The New iPad: iPhoto

Joining GarageBand and iMovie in Apple's iLife suite, iPhoto lets you brush adjustments onto an image with your finger, apply effects and create photo journals. The app works with the iPad 2 or later, or the iPhone 4 or later--sorry, original iPad owners--and is available in the App Store for $4.99.

The New iPad: iPhoto (Continued)

The new iPhoto app lets you apply gradients, tilt shifts, watercolor effects and vintage photo filters with just a couple taps of the screen. After editing, you can post photos to Twitter, Flickr or Facebook. Your move, Instagram.

The New iPad: iLife Suite

GarageBand and iMovie are getting some enhancements to round out the iLife suite. GarageBand now includes violins and lets users edit MIDI notes, while a new “Jam Session” mode keeps up to four iOS devices in sync. Mixes can be shared on Facebook, YouTube or SoundCloud, and synced across devices with iCloud.
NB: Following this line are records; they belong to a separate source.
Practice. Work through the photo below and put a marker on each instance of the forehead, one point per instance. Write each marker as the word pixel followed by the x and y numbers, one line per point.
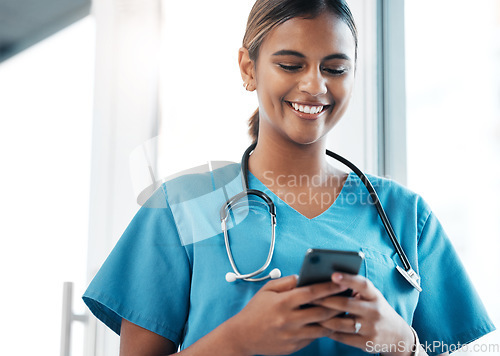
pixel 319 36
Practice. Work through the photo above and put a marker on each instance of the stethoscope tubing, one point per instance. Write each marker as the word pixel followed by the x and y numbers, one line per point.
pixel 408 273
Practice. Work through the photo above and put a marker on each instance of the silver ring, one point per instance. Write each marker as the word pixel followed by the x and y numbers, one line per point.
pixel 357 326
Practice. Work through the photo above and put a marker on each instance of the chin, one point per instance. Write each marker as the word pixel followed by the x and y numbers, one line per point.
pixel 303 139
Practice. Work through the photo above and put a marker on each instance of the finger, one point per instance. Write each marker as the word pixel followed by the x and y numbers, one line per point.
pixel 344 325
pixel 359 284
pixel 281 284
pixel 313 315
pixel 346 304
pixel 313 332
pixel 354 340
pixel 307 294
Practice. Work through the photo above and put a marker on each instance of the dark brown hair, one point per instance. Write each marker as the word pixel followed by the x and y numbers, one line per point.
pixel 268 14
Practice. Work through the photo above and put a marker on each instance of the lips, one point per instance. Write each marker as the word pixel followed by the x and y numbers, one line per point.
pixel 308 110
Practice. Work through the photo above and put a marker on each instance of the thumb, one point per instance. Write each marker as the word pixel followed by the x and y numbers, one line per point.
pixel 281 284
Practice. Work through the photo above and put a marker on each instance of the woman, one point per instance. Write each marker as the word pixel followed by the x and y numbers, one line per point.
pixel 159 292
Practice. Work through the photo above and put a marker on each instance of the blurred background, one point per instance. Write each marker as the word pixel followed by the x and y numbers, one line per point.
pixel 100 100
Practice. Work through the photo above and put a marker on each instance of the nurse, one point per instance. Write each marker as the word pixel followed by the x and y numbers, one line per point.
pixel 160 291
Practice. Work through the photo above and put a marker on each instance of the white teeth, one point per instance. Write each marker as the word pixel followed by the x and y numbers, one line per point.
pixel 307 109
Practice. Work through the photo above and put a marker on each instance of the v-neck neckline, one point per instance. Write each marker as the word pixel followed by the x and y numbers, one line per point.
pixel 254 180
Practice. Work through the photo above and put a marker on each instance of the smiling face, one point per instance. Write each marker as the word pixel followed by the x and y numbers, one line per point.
pixel 304 77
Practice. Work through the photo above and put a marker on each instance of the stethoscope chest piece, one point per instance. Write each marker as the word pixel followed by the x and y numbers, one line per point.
pixel 407 272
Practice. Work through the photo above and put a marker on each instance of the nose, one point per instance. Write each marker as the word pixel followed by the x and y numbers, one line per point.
pixel 313 82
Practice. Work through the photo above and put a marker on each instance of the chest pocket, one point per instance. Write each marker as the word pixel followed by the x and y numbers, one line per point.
pixel 381 271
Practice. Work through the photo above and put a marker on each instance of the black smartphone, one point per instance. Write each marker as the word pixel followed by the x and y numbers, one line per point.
pixel 319 265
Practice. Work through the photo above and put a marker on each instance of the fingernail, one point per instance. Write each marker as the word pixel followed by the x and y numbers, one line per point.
pixel 337 277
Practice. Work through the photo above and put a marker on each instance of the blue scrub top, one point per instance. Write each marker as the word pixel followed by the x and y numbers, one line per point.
pixel 167 271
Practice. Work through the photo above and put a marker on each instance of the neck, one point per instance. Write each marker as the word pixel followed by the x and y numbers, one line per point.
pixel 272 159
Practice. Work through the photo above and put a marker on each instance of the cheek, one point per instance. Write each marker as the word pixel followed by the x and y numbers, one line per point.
pixel 342 90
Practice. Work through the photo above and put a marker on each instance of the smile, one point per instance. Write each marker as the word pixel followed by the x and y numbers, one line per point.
pixel 312 111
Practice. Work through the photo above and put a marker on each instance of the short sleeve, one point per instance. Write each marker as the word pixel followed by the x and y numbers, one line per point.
pixel 449 312
pixel 146 277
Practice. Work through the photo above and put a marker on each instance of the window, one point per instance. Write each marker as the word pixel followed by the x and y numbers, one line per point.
pixel 453 129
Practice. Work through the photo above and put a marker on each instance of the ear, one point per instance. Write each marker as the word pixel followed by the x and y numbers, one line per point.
pixel 247 68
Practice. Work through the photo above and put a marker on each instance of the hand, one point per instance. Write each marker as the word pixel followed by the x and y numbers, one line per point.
pixel 380 323
pixel 273 323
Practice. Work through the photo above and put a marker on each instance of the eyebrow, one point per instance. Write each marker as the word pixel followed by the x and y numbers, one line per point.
pixel 287 52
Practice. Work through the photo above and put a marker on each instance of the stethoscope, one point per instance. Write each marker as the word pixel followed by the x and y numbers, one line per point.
pixel 407 272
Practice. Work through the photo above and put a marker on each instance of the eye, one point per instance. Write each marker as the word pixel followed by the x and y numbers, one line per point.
pixel 289 68
pixel 336 71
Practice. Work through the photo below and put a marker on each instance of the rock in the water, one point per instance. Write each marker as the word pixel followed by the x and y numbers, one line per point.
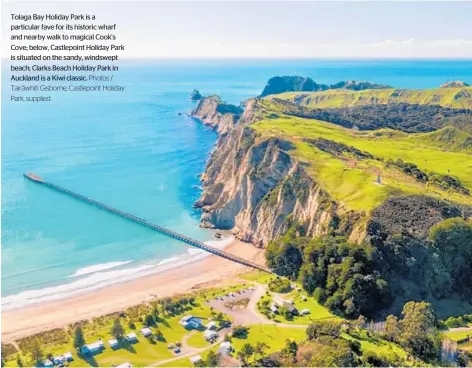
pixel 296 83
pixel 358 86
pixel 455 84
pixel 195 95
pixel 220 116
pixel 293 83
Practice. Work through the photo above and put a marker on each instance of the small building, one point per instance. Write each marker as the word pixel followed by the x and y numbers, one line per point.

For iMovie, there's a new Movie Trailers mode that sets home videos to pre-made templates. Exported videos now support 1080p, and can be shared to YouTube, Vimeo or Facebook.

The New iPad: iWork Suite

Apple's iWork suite is getting some new goodies as well. Pages now allows for 3D charts and graphs, and Keynote includes some new transitions, such as Wipe, Swing and Fade Through Color. And of course, the apps are all optimized for the new iPad's Retina display.

The New iPad: Dictation

Siri hasn't found her way to the iPad yet, but in the meantime, there's voice dictation. Just tap the microphone icon on the new iPad's software keyboard and start turning your words into text. It works with third-party apps as well as Apple's built-in programs.

Apple TV: Going 1080p

The new Apple TV looks like the old one, and costs the same at $99, but it gains support for 1080p video, and has a new interface that give more prominence to third-party apps. It'll be available on March 16.

Apple TV: iCloud Movies

Apple's iTunes in the Cloud service now supports movies, so users can buy a movie once and stream it to any device, with no need to transfer files back and forth or keep a copy stored locally.

Apple TV: New Interface

The new Apple TV interface takes visual cues from iOS, including apps for Netflix’s streaming catalog, live sports from MLB, NBA and NHL as well as Internet content from Vimeo, YouTube and Flickr.

Siri Learns Japanese

As part of iOS 5.1, Apple added Japanese language support for the iPhone 4S’s artificially intelligent assistant. Still no Scottish, though.